The CBC earlier published a correction.
Blacklock’s last January published a story headlined “Contradict Carbon Tax Claim.”
It correctly reported the federal treasury from 2019 to 2020 collected millions more in carbon taxes than it paid in rebates, an average 20% more. Prime Minister Justin Trudeau had repeatedly claimed households receiving rebates “actually get more money” and “will be better off” under the carbon tax.
On January 5, the day the Blacklock’s article was published, the CBC’s Fawcett claimed it was false and unethical.
“This is either shamefully dishonest or shamelessly incompetent work,” Fawcett wrote on his Twitter account.

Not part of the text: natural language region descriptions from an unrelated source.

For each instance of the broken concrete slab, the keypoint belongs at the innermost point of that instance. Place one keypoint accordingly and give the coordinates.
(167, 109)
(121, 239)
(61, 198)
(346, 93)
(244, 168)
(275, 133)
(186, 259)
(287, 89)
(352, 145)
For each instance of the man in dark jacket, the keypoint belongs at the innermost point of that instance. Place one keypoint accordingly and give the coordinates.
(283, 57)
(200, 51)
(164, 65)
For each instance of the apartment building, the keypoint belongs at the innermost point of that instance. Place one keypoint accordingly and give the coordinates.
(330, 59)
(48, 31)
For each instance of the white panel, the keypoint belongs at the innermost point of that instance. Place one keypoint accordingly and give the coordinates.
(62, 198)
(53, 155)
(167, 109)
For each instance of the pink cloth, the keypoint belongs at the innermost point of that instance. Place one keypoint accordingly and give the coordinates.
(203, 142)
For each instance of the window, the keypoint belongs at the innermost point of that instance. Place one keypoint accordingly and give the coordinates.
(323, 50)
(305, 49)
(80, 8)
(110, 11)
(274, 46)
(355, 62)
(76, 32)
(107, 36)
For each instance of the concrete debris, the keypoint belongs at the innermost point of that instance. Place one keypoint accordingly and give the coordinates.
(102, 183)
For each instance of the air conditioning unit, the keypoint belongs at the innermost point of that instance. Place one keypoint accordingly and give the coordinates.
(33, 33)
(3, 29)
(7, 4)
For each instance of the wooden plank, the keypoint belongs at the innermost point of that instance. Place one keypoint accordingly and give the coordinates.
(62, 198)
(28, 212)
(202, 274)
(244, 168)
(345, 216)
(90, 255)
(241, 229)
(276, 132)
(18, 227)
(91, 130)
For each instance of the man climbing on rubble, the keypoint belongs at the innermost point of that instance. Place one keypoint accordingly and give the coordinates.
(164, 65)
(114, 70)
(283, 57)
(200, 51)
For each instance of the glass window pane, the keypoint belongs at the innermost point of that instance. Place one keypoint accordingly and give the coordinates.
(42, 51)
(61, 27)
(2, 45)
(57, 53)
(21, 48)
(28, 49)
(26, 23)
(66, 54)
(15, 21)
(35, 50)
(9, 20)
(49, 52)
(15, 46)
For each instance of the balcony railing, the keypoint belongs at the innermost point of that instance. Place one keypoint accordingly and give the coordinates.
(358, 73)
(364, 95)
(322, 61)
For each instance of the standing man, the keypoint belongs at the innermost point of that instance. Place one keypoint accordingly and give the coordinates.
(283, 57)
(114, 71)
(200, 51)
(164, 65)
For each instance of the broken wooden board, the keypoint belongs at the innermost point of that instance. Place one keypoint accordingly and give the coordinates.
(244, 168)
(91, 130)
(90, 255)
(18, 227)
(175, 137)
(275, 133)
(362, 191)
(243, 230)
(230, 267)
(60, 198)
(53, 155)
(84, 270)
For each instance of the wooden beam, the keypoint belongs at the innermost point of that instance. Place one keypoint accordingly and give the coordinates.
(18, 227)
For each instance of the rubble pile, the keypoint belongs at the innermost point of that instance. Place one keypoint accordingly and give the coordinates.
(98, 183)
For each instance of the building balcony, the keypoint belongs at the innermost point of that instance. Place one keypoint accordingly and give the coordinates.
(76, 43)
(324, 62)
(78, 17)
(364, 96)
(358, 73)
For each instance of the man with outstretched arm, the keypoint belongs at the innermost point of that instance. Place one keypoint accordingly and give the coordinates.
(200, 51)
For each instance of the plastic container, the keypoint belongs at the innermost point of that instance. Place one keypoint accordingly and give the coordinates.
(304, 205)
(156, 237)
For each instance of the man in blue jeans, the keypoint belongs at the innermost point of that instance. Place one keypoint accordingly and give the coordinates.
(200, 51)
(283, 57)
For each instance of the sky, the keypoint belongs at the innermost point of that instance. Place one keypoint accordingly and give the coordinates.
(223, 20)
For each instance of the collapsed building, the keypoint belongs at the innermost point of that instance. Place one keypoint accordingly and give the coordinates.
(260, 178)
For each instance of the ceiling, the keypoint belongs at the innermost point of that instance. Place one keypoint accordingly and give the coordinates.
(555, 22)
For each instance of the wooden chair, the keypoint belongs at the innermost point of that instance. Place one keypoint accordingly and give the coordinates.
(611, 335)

“This little episode is going in a future column of mine.”
Subsequently, on January 19 Fawcett published a CBC commentary libeling Blacklock’s as irresponsible and suggested the news story was representative of “lies and deceit.”
The commentary was headlined, “Ottawa Needs To Fight More Effectively For The Carbon Tax”; “Lies and deceit keep spreading,” read a sub-headline.
“Their latest attempt to confuse Canadians came in the form of a January 5 story in Blacklock’s Reporter, an Ottawa-based subscription news service, which suggested that ‘Canadians paid millions more in carbon tax than they received in rebates,’” wrote Fawcett.
Fawcett condemned “an environment where misinformation thrives and where one side has repeatedly shown its willingness to spread it about the carbon tax,” adding: “Equally dishonest was the implication the federal government had promised the rebates would be larger than the total tax paid by all Canadians. That was never the case.”
Fawcett never read the article.
A CBC Journalistic Standards And Practices guide states even pundits must adhere to rules of newsroom ethics.
Opinions must “not misrepresent other points of view,” it states. The CBC on January 20 published a notice correcting any suggestion “the attempt to confuse Canadians was initiated by the Blacklock’s story.”